Öncelikle bir sahibi yoktu ilk günlerde bu eylemlerin. Ancak olaylar büyüdükçe “sahipler” çoğaldı ve tam da Gezi'nin eleştiri konusu yaptığı iktidar-özne ilişkisine benzer bir ilişki tarzı daha sakil daha berbat bir görünümle arzı endam etti. Sanatçı payesiyle ortalıkla dolaşan bazı zevatın meselenin ağaç olmadığına dair söylemleri, meselenin aslında ne olduğuna dair bazı soruları da gündeme getirdi doğal olarak. Elbette mesele ağaç değildi, mesele ağaç olsa kitabını yayınlattığı Koç Üniversitesi kurulurken talan edilen ormanları (ağacı değil) en çok Delier'in sorun etmesi gerekirdi. Gezi'yi kerteriz alan, Gezi'yi bir milat olarak selamlayan yaklaşımların Gezi'ye yaptıkları en büyük haksızlık da bu paradoksta değil mi? Ne yazık ki dağ bir fare bile doğuramadı. Çünkü Gezi, bizzat Gezi eylemlerini “sonuna dek” destekleyenler tarafından mitolojik bir erişteye, handiyse bir medusa efsanesine dönüştürüldü.

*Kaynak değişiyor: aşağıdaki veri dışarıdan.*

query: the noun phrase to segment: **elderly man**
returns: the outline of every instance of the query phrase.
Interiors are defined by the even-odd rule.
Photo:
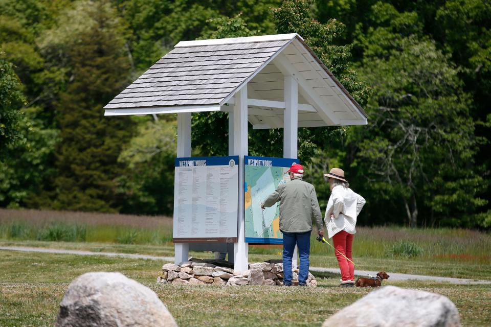
[[[310,232],[315,221],[319,235],[323,236],[322,217],[317,202],[316,189],[311,184],[304,181],[303,167],[294,164],[287,172],[291,181],[280,185],[270,195],[261,207],[270,207],[280,202],[280,230],[283,233],[283,266],[285,286],[292,285],[292,260],[295,245],[298,246],[300,267],[298,285],[307,286],[310,251]]]

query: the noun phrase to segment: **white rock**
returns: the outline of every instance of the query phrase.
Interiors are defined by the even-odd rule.
[[[460,322],[455,305],[443,295],[385,286],[330,316],[322,327],[340,325],[457,327]]]
[[[209,276],[197,276],[196,278],[205,283],[210,283],[213,282],[213,277]]]
[[[262,285],[264,284],[264,275],[261,269],[251,269],[251,273],[248,277],[250,285]]]
[[[181,266],[181,268],[187,268],[191,267],[192,263],[192,261],[183,261],[179,263],[178,265]]]
[[[180,278],[176,278],[172,281],[173,284],[188,284],[189,282],[186,279],[183,279]]]
[[[229,274],[233,274],[235,271],[233,269],[230,268],[226,268],[225,267],[215,267],[213,269],[214,271],[225,271],[225,272],[228,272]]]
[[[267,262],[257,262],[249,265],[249,268],[251,270],[253,269],[260,269],[263,271],[270,271],[274,266],[274,264],[269,264]]]
[[[274,274],[271,271],[263,271],[262,274],[264,275],[265,279],[276,279],[278,278],[276,274]]]
[[[177,324],[157,295],[119,272],[90,272],[76,278],[60,303],[56,327],[155,326]]]
[[[264,279],[264,285],[268,286],[274,286],[276,285],[276,282],[273,279]]]
[[[190,275],[186,272],[181,271],[179,273],[179,278],[182,279],[189,279],[190,278],[192,278],[193,277],[193,276],[192,275]]]
[[[181,271],[181,267],[174,264],[165,264],[162,266],[162,270],[164,271],[168,271],[169,270]]]
[[[228,279],[233,277],[233,275],[225,271],[214,271],[211,274],[211,276],[212,277],[219,277],[224,279]]]
[[[213,268],[204,266],[195,266],[193,268],[193,272],[196,276],[211,276],[213,273]]]
[[[185,272],[186,273],[189,274],[190,275],[193,274],[193,268],[190,267],[185,267],[184,268],[181,267],[181,272]]]
[[[249,281],[247,280],[247,278],[237,278],[235,281],[235,285],[242,286],[242,285],[249,285]]]
[[[176,278],[179,278],[179,273],[172,270],[167,271],[167,281],[172,281]]]
[[[229,279],[230,280],[230,279]],[[224,286],[227,284],[228,282],[225,282],[222,279],[219,277],[215,277],[213,278],[213,283],[212,284],[212,285],[218,285],[219,286]]]
[[[196,279],[195,278],[189,278],[188,281],[189,282],[189,284],[190,284],[203,285],[203,284],[206,284],[203,281],[200,281],[199,279]]]
[[[276,272],[281,272],[283,271],[283,264],[275,264],[275,267],[276,267],[277,269]]]

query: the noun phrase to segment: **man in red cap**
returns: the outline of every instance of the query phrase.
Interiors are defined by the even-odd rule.
[[[280,230],[283,233],[283,283],[285,286],[292,285],[292,260],[297,245],[300,257],[298,285],[306,286],[313,221],[315,221],[317,225],[319,235],[323,236],[322,217],[316,189],[313,185],[302,179],[303,167],[294,164],[287,172],[291,181],[278,186],[276,191],[261,204],[261,207],[264,209],[280,202]]]

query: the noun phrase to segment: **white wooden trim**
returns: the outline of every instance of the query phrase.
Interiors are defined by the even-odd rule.
[[[177,157],[191,156],[191,113],[177,114]],[[174,243],[174,263],[187,261],[189,255],[189,243]]]
[[[343,126],[349,126],[352,125],[368,125],[368,120],[365,119],[342,119],[341,125]]]
[[[296,34],[296,35],[298,36],[298,34]],[[299,36],[299,37],[300,37]],[[271,57],[270,57],[270,58],[267,60],[264,61],[262,65],[261,65],[259,67],[258,67],[256,69],[256,71],[253,73],[252,73],[252,74],[251,75],[251,76],[250,76],[246,80],[244,80],[238,86],[235,88],[235,89],[234,89],[233,91],[231,92],[229,94],[229,95],[225,98],[225,99],[222,100],[221,102],[220,102],[220,104],[222,105],[224,103],[227,103],[227,102],[229,101],[229,99],[232,98],[234,96],[234,95],[235,95],[237,92],[239,91],[239,90],[240,90],[240,89],[244,87],[247,87],[247,83],[249,83],[249,81],[251,81],[251,80],[253,79],[256,76],[256,75],[257,75],[263,69],[263,68],[264,68],[264,67],[265,67],[266,65],[267,65],[268,64],[271,62],[273,60],[273,59],[274,59],[275,58],[276,58],[276,56],[278,56],[278,54],[281,53],[281,52],[284,50],[285,50],[285,49],[287,46],[288,46],[288,44],[289,44],[291,43],[292,43],[291,40],[290,40],[289,42],[287,42],[285,44],[284,44],[283,46],[281,47],[281,49],[280,49],[278,51],[274,53]],[[288,74],[286,74],[286,75],[288,75]]]
[[[129,114],[150,114],[152,113],[178,113],[180,112],[201,112],[203,111],[217,111],[220,110],[218,104],[206,106],[172,106],[170,107],[148,107],[143,108],[128,108],[106,109],[105,116],[121,116]]]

Gezi'yi, yapılan her işte kendine kerteriz alan bütün yaklaşımlar, Gezi'yi mitoslaştıran bu retorik, ilk günlerinde önemsenen, dikkate alınan o Gezi ruhunu öldürdü. Çünkü bir gerçeğin ölmesini istiyorsanız onu mitoslaştırın. Olan budur. Gezi'ye bakıp taş kesilmemizi isteyen tiplerin anlayamadığı acı gerçek de budur. Bir “proje”, bir “senaryo” değil düpedüz acı bir gerçek.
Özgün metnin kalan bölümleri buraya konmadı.